Amazing! The gas inside the planet Jupiter is different from that on the surface

A international team of astronomers led by Yamila Miguel an astrophysicist working at the Leiden Observatory has decided to study the envelope of Jupiter. Scientists have noticed that the outer gaseous envelope of the planet is not homogeneousthat is, its molecular composition varies from inside to outside.

Jupiter and the metallic silhouette of a red cloud on the sky

However, it turns out that the innermost layer of this envelope, which represents 3 to 9% of the total mass of the planet, seems richer in metals. Moreover, according to their calculation, this metallicity seems to be very high. This suggests that the planetisimals must have played an important role in the formation of jupiter.

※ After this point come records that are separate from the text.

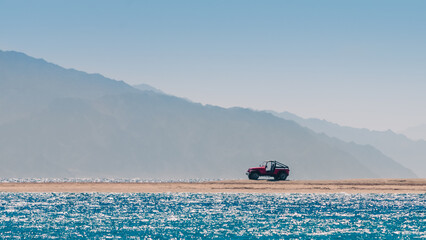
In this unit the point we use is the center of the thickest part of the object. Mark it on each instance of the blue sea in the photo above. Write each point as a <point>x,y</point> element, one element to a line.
<point>211,216</point>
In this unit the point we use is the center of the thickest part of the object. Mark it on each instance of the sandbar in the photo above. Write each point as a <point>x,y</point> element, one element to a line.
<point>229,186</point>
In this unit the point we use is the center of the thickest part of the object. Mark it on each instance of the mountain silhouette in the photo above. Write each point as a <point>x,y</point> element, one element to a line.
<point>57,122</point>
<point>403,150</point>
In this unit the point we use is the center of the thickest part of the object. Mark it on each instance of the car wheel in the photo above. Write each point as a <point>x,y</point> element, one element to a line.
<point>282,176</point>
<point>253,175</point>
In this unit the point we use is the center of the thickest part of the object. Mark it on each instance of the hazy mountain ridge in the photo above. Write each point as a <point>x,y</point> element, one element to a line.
<point>109,129</point>
<point>416,133</point>
<point>403,150</point>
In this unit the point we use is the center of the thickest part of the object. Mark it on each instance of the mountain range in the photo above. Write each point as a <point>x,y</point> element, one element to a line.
<point>57,122</point>
<point>410,153</point>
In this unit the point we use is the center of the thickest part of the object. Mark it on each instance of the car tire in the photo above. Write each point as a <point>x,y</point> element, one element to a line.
<point>254,176</point>
<point>282,176</point>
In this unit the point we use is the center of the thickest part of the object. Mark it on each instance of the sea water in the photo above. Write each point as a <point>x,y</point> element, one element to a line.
<point>211,216</point>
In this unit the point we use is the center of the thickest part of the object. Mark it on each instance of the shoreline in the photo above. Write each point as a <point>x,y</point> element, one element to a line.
<point>416,185</point>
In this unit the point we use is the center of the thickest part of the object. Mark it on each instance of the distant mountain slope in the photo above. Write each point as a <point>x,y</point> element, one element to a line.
<point>27,85</point>
<point>146,87</point>
<point>409,153</point>
<point>70,124</point>
<point>416,133</point>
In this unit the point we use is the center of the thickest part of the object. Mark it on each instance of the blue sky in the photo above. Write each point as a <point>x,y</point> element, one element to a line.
<point>356,63</point>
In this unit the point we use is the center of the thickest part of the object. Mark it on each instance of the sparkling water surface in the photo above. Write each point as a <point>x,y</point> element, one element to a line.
<point>211,216</point>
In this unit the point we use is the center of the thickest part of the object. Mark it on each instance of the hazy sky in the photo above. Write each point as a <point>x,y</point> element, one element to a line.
<point>356,63</point>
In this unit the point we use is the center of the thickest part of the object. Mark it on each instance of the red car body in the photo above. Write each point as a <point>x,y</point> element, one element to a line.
<point>269,168</point>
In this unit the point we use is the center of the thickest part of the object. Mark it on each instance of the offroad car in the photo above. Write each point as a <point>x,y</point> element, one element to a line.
<point>269,168</point>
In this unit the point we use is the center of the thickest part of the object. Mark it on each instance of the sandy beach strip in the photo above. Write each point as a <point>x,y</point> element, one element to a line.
<point>230,186</point>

Fragments of planets about a kilometer in diameter are made mostly of metals. The team published the results of this work in the journal scientist Astronomy & Astrophysics.

The Juno mission made it possible to observe the surface of the planet

Jupiter is the largest planet of the solar system. The Juno space mission initiated by NASA landed on its surface in 2016. Astronomers then had the opportunity to observe the great beauty from the surface of this giant planet.

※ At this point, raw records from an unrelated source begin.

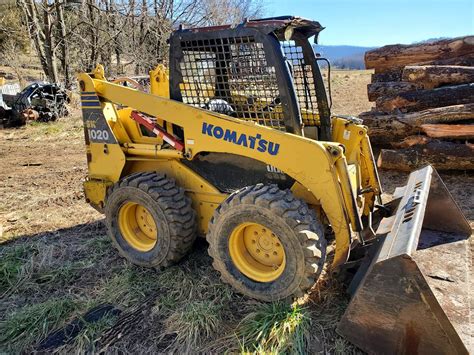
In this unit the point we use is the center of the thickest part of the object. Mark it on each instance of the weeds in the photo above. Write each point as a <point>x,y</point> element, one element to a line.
<point>29,324</point>
<point>129,284</point>
<point>84,342</point>
<point>196,321</point>
<point>15,266</point>
<point>275,328</point>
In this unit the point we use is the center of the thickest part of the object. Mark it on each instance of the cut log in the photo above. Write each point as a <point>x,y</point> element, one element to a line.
<point>398,55</point>
<point>466,61</point>
<point>390,75</point>
<point>433,76</point>
<point>423,99</point>
<point>411,141</point>
<point>442,155</point>
<point>393,127</point>
<point>390,88</point>
<point>458,131</point>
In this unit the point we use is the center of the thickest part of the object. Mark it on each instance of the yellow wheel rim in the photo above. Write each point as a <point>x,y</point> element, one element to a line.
<point>137,226</point>
<point>257,252</point>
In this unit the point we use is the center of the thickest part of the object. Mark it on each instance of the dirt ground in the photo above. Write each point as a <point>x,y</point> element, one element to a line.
<point>56,263</point>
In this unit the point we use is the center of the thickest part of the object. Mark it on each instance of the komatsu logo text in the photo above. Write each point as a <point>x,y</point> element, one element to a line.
<point>251,142</point>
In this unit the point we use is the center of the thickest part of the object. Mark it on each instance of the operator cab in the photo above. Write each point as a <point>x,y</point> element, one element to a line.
<point>261,70</point>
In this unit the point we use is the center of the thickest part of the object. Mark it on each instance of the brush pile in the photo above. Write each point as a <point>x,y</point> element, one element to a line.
<point>424,104</point>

Besides a gigantic anticyclonee which leaves a beautiful red spot visible in its southern hemisphere, it is also strewn with many hurricanes that give the planet a mystical appearance and are reminiscent of a painting by Van Gogh.

Measurements and mathematical models to study the composition of Jupiter

The gas envelope is hidden under a thin layer of gas and is not not immediately apparent. Astronomers then used the Juno survey probe to measure the intensity of gravitational attraction at different places on the planet.

These measurements allowed them to determine the composition of this thick layer of gas and to conclude that it is not as homogeneous and well mixed as they thought. Indeed, its center is much more saturated with metals. Besides, some theoretical models respecting the observational constraints measured by Juno have confirmed this hypothesis.